Wenn eine Inklusionspädagogin und ein Fachlehrer täglich zusammenarbeiten, wenn Erzieherin und Lehrerin ein Tandem bilden, wenn ein multiprofessionelles Projektteam Schuldistanz am Standort Regelschule installiert wird, dann benötigen die Fachkräfte ein verzahntes Verständnis auf Grund der Interdependenz von Aufgaben, Zielen und Tätigkeitsvollzügen.
Für die zweite und dritte Variante sind kennzeichnende Kernbestände von Kooperation:

  • Gemeinsamer Gegenstand, Anliegen, Thema und Zielgruppe (der Grund);
  • Dialogischer Austausch mit Abstimmung, Aushandlung und Planung;
  • Gemeinsame Absichten und Ziele mit der Verabredung von Schritten;
  • Koordiniertes, Verschränkungen und Partnerinteressen berücksichtigendes Verhalten;
  • Ergebnisprofite durch gemeinsame beziehungsweise arbeitsteilige Aktivitäten.

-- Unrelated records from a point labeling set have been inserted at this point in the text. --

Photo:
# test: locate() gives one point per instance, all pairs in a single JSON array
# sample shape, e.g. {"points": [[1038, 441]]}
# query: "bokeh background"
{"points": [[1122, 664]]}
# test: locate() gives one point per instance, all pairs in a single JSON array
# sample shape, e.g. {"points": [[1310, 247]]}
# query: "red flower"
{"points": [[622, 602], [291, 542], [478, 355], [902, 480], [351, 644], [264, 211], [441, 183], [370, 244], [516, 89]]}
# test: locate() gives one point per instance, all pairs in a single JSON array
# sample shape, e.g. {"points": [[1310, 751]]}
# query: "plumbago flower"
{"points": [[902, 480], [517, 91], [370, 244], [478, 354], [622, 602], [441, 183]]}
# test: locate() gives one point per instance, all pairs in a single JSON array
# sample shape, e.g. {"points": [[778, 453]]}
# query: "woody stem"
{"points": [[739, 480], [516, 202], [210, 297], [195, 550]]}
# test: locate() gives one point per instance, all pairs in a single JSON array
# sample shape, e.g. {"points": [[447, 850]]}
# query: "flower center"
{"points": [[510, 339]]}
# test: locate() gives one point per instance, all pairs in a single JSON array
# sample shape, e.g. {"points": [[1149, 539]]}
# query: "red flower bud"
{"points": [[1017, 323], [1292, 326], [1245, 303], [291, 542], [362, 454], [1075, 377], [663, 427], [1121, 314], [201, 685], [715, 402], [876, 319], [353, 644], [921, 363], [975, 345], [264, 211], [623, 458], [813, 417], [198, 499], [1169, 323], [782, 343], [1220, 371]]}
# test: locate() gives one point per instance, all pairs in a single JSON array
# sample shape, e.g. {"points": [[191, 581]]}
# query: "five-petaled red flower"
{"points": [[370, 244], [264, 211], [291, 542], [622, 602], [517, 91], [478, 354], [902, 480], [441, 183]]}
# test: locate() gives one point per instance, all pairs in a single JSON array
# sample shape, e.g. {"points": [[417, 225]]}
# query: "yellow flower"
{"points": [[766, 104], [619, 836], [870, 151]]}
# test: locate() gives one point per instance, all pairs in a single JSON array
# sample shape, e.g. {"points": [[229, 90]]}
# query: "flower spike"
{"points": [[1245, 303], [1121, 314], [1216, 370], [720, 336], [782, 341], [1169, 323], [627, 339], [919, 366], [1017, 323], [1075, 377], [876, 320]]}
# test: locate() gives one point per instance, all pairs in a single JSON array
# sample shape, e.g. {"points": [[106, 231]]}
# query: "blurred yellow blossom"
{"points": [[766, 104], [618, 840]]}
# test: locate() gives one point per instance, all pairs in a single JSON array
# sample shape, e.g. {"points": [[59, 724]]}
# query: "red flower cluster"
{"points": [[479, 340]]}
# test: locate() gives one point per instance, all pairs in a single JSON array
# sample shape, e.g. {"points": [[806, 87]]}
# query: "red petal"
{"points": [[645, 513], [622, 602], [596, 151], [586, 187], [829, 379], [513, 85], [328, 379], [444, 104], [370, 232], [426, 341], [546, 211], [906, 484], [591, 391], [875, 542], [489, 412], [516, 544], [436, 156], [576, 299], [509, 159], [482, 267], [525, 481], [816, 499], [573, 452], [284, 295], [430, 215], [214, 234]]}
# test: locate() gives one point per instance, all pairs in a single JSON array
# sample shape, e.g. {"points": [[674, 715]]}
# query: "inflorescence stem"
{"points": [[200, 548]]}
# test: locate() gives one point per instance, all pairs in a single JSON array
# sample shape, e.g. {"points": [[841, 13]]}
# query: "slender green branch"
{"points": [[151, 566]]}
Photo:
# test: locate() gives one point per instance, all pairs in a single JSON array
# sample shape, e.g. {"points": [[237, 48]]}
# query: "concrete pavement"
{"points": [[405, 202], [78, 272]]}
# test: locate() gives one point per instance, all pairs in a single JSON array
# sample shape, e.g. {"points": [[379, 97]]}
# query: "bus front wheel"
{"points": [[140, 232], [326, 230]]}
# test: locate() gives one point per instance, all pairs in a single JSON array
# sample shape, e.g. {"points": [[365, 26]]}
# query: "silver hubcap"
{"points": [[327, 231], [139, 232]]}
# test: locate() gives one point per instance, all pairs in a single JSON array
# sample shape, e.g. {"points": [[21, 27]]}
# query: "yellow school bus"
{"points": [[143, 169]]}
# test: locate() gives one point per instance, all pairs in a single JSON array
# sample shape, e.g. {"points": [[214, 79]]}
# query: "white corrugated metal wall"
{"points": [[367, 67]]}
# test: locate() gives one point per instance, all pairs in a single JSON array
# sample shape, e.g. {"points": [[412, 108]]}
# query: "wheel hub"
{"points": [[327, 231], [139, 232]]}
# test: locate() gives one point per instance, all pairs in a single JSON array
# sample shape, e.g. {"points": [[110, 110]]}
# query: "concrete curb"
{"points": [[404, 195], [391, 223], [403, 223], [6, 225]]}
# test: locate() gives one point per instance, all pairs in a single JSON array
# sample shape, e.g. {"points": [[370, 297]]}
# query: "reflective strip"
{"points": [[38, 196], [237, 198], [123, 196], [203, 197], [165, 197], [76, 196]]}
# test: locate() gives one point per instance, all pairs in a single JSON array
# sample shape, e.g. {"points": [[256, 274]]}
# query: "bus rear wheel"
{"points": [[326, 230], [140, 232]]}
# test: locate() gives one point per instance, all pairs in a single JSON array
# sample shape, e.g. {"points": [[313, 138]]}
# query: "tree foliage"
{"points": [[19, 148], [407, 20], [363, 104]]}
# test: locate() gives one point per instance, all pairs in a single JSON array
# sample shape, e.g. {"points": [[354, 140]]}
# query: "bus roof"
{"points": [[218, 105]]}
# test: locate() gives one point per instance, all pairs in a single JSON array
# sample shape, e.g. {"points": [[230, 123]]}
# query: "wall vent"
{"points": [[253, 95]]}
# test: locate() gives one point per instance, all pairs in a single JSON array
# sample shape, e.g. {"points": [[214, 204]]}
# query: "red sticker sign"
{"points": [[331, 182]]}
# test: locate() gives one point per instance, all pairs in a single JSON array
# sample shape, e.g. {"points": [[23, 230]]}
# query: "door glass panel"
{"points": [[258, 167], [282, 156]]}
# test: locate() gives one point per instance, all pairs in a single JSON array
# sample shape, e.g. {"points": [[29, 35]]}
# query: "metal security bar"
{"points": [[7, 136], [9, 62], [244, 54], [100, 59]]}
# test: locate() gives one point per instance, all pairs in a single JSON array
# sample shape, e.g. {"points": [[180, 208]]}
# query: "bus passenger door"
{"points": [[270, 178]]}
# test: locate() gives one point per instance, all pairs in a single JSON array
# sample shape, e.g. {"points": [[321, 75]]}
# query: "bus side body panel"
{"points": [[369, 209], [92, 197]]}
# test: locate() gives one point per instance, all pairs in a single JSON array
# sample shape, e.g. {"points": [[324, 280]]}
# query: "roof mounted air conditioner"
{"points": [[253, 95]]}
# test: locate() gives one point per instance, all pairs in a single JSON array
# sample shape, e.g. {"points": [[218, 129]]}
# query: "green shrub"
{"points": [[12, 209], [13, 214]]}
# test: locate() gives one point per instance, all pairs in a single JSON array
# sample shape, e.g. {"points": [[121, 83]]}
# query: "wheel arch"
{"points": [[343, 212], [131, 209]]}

Die Optimierung von Prozessen zur Erhöhung der Handlungsfähigkeit basiert auf diesen begünstigenden Input-Faktoren:

  • (Zeit-)Investition: Verbringen von Zeit und Planung von Zukunft in längerer Sicht;
  • Energieaufwand: Austausch zusätzlicher, komplexitätssteigernder Informationen; dichte Kommunikation, gegebenenfalls Bearbeitung von Störungen;
  • Abstriche von Unabhängigkeit: Autonomieeinbuße, überprüfbare Festlegungen und soziale Kontrolle, zum Beispiel durch abgestimmte Ziele und Miteinander-Arbeiten, sodass sich die Berufsgruppen-Akteure „live“ erleben;
  • Wohlwollen und Gegenseitigkeit: Akzeptanz und Wertschätzung; Vertrauen, Offenheit, Fairness und Unterstützung.

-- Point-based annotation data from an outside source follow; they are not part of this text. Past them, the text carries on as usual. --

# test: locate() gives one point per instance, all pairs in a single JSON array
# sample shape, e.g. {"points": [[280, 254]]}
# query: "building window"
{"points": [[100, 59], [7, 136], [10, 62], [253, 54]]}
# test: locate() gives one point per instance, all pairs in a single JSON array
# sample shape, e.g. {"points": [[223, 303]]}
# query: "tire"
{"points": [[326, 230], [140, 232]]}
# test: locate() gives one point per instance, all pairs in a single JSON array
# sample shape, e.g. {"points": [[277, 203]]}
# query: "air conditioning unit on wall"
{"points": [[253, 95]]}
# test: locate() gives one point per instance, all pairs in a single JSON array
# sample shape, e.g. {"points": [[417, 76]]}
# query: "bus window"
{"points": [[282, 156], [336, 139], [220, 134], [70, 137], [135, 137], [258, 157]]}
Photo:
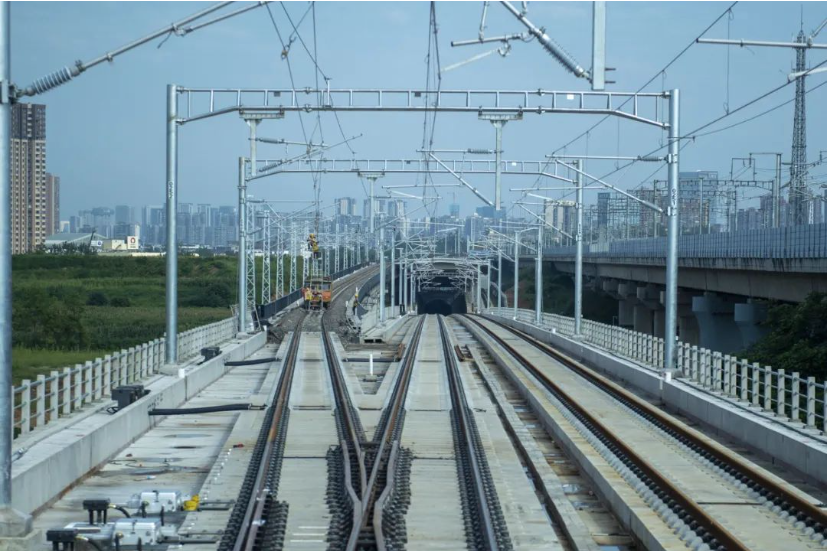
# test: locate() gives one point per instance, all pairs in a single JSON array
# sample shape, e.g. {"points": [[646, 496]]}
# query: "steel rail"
{"points": [[385, 438], [742, 467], [465, 424], [720, 533], [254, 513], [352, 434]]}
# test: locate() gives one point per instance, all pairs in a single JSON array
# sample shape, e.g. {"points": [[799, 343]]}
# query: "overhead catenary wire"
{"points": [[660, 72]]}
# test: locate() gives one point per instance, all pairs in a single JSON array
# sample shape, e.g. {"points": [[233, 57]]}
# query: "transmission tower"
{"points": [[798, 166]]}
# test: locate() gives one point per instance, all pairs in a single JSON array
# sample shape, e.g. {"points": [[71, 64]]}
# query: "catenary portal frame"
{"points": [[258, 104]]}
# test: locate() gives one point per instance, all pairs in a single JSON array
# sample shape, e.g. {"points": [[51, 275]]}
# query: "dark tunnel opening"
{"points": [[436, 307], [441, 305]]}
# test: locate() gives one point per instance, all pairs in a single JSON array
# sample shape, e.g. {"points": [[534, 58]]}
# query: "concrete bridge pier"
{"points": [[688, 329], [627, 300], [646, 313], [748, 317], [716, 322]]}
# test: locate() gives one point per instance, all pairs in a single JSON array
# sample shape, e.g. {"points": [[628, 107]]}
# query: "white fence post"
{"points": [[86, 393], [40, 419], [811, 402], [67, 390], [25, 407], [54, 396], [782, 386]]}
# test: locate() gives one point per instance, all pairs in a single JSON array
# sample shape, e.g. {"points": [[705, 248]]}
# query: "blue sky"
{"points": [[106, 128]]}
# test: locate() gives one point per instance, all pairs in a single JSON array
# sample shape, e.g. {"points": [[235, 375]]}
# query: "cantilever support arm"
{"points": [[610, 186], [462, 181], [542, 221], [65, 74]]}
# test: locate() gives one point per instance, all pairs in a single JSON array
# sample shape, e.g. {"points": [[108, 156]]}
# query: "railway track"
{"points": [[366, 464], [259, 523], [485, 527], [631, 434]]}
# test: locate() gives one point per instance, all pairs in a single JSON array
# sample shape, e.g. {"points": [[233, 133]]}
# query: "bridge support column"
{"points": [[642, 319], [718, 330], [627, 300], [645, 312], [659, 323], [748, 318]]}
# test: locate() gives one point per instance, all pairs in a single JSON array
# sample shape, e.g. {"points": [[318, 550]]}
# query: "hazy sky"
{"points": [[106, 129]]}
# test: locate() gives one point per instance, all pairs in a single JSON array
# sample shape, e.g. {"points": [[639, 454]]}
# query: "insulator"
{"points": [[561, 55], [53, 80]]}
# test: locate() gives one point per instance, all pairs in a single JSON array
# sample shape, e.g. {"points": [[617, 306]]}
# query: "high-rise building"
{"points": [[603, 208], [122, 214], [345, 206], [561, 215], [28, 177], [699, 201], [52, 204]]}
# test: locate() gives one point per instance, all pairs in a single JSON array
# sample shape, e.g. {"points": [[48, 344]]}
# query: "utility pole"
{"points": [[381, 250], [171, 344], [671, 293], [393, 272], [578, 260], [538, 278], [798, 166], [499, 277], [516, 272], [242, 247]]}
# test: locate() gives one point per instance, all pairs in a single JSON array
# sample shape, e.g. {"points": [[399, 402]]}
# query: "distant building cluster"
{"points": [[35, 193]]}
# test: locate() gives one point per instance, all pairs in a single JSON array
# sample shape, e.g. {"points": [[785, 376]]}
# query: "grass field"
{"points": [[73, 308]]}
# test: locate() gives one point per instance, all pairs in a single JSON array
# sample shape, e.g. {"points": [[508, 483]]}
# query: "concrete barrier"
{"points": [[786, 443], [54, 464]]}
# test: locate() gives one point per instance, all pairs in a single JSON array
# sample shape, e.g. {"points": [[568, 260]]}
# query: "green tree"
{"points": [[797, 340], [41, 320]]}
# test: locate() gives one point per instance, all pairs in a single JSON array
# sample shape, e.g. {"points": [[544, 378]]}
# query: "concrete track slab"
{"points": [[434, 519], [681, 467], [178, 454]]}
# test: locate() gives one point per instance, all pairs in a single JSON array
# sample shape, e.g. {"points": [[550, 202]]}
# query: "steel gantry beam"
{"points": [[258, 104], [381, 167], [203, 103]]}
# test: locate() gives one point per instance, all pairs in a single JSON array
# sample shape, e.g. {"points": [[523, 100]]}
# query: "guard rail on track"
{"points": [[791, 242], [786, 395], [48, 398]]}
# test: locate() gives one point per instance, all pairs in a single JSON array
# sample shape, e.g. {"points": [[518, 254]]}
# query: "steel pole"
{"points": [[242, 248], [499, 278], [381, 250], [776, 193], [393, 273], [671, 298], [488, 284], [516, 271], [478, 293], [172, 237], [6, 396], [538, 278], [578, 258], [498, 131]]}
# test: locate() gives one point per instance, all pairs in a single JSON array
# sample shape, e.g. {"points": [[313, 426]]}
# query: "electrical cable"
{"points": [[655, 76], [122, 510], [198, 411], [661, 73]]}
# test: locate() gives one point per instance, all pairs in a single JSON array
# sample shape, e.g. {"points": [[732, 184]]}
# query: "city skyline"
{"points": [[178, 62]]}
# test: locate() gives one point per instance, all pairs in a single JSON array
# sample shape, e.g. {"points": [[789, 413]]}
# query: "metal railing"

Je nachdem, wie Teilnehmende in Kooperationszusammenhängen zur als gemeinsam deklarierten Sache stehen, können sich auch Spielarten wie strategische Kooperation und Scheinkooperation einstellen. Anders als bei misslingender Kooperation, die gegebenenfalls prozessual ungünstig verläuft, obwohl die Bereitschaft zur Zusammenarbeit vorliegt und Anstrengung investiert wird, ist in den folgenden Varianten Kooperation eine abgelehnte Zumutung, der gegebenenfalls aber durchaus noch Nutzen abgewonnen werden kann. Wenn Eigeninteressen dominieren, können sich Mitglieder eines Kooperationszusammenhangs offen oder heimlich „egoistisch“ inszenieren, wobei meist ein Organisationsauftrag dahinter steht, aber auch personale Akzente einfließen können. Eine delegierte Person könnte eine Beobachter- und Aufpasserrolle einnehmen, ausgestattet mit dem Auftrag, zu verhindern, dass die Kooperationssache vorankommt.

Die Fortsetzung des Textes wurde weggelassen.